Ante su vacilación, el forastero abrió su bolsa y sacó el material necesario para celebrar el Santo Sacrificio: un pequeño cáliz y una patena dorados, ornamentos litúrgicos sencillos, pero muy limpios, una estola bordado con cruces y una casulla cuidadosamente doblada. No necesitaba más explicaciones. Llamó a sus padres y todos asistieron con suma piedad a la Misa de aquel sacerdote fugitivo.
En el momento de la homilía, el padre Pierre se dirigió al joven:
-Michel, no he venido a esta casa por casualidad. Me dirigía hacia Marsella cuando un joven fuera de lo común empezó a caminar a mi lado. Sus palabras me cautivaron y, aunque pareciera una locura, acepté sin dudar la petición que me hizo de cambiar mi ruta para que celebrara la Eucaristía aquí. Decía que se llamaba Miguel y que era muy amigo de tu familia.
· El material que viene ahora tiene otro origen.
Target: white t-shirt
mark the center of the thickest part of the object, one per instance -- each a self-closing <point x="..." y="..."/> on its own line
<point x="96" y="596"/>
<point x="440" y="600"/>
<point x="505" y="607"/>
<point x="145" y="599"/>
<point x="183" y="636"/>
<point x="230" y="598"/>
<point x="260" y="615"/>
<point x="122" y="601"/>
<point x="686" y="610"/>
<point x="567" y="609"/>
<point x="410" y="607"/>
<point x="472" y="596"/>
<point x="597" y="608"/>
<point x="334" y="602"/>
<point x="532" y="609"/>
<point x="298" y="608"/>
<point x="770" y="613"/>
La devoción de su infancia le inflamó nuevamente el corazón. Con el tiempo, se había olvidado de su santo protector, pero el gran San Miguel jamás había dejado de estar a su lado. Mientras comulgaba lloraba emocionado y después de la Misa quiso hacer una confesión general, declarando al sacerdote su ingratitud y frialdad. Al día siguiente, se despidió de él conmovido.
Pasaron unos meses y el “cielo se nubló” también en Bouzillé… Algunos de los jóvenes más osados del lugar se marcharon para evitar ser reclutados a la fuerza por las milicias revolucionarias; otros, menos valientes, renunciaron a la religión de sus mayores, como precio de su permanencia en el pueblo.
Michel se quedó, pero sin haber renegado de la fe. Lleno de confianza en la ayuda de su angélico protector, no temía a nada. Y cuando una chusma furiosa de jacobinos quiso profanar la imagen de la Madre de Dios, que aún era venerada en la parroquia por algunos aldeanos más intrépidos, luchó como un león hasta la muerte para defenderla. Gracias a su heroica resistencia unas piadosas mujeres consiguieron esconderla en un sitio seguro.
Se cuenta en Bouzillé que, al recibir el golpe mortal, Michel cayó con serenidad y logró hacer con desinhibición una gran señal de la cruz.
A su lado, algunos vieron que un joven lleno de luz lo sujetaban con delicadeza y, tan pronto como exhaló el último suspiro, condujo su bella alma hacia el Cielo.